Around three-quarters of British businesses currently say they will keep increased homeworking in place after coronavirus has been suppressed, according to a survey run by the Institute of Directors, a UK business organisation. However, that does not make urban centres less relevant, and it does not lessen the value of a ‘City’ address when it comes to representing a business with firm foundations and trust that clients can depend on. It means changing how and when we use those physical spaces in order to add value.

For example, it may be that more people travel into cities than before the pandemic, but with less frequency. The in-person interactions may be higher value for businesses than the day-to-day ones we have been used to in the past. Perhaps the nuts and bolts of daily work are done remotely while team building, training, mentoring and meetings are more about establishing a personal connection with colleagues and clients.

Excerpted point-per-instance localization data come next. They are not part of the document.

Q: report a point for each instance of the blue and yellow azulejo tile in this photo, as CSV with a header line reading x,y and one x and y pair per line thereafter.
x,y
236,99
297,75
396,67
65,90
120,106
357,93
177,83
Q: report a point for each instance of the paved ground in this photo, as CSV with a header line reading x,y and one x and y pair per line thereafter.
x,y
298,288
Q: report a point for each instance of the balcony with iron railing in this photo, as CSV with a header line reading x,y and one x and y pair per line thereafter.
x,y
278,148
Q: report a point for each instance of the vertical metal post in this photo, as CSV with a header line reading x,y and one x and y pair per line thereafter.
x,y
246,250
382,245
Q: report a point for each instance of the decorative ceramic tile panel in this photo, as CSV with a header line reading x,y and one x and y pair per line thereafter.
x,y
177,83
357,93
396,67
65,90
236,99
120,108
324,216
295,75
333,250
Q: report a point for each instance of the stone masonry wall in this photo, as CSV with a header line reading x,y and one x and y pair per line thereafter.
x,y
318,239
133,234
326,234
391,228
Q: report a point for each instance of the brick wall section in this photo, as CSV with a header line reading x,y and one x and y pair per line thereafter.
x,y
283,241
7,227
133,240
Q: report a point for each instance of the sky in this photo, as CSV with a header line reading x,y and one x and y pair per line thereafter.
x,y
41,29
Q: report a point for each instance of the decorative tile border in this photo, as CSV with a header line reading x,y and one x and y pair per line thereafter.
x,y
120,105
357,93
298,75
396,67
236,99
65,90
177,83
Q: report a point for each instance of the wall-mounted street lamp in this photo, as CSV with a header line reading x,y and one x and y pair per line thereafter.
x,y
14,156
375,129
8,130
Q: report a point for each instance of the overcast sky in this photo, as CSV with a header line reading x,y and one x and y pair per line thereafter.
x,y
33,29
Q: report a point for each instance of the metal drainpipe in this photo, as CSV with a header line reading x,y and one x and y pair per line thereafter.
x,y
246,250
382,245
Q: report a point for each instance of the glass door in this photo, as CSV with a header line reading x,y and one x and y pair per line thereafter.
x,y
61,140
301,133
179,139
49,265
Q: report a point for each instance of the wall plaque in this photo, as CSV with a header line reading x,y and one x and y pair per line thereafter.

An opportunity to think differently

Cities around the world are already beginning to shape themselves for this ‘new normal’. An article in the Financial Times highlighted that Paris is championing the concept of the “15-minute city”, where living spaces are a short commute from work and amenities; Melbourne is proposing “20-minute neighbourhoods”; and Montreal is working on defining a hybrid system that combines remote working and the continued use of physical space.

In creating these new and dynamic ways of working we can seek to retain the convivial buzz that we know and love in London and in The City in particular, but work more efficiently, safely and perhaps even allow for healthier lifestyles and a better work/life balance. It could be a chance to make The City even greener. In London as a whole we are already looking at measures to improve the city experience with additional bike lanes, better hygiene on public transport, such as contactless fare payments, and encouraging low-emission transport options, such as electric vehicles and scooters.

Achieving these changes, and more, takes leadership, and there is none better to lead than The City of London as demonstrated by this recent announcement from the recently report entitled London Recharged: Our vision for London in 2025. It is what we have always done, it is what we do best, and it is what we must continue to do.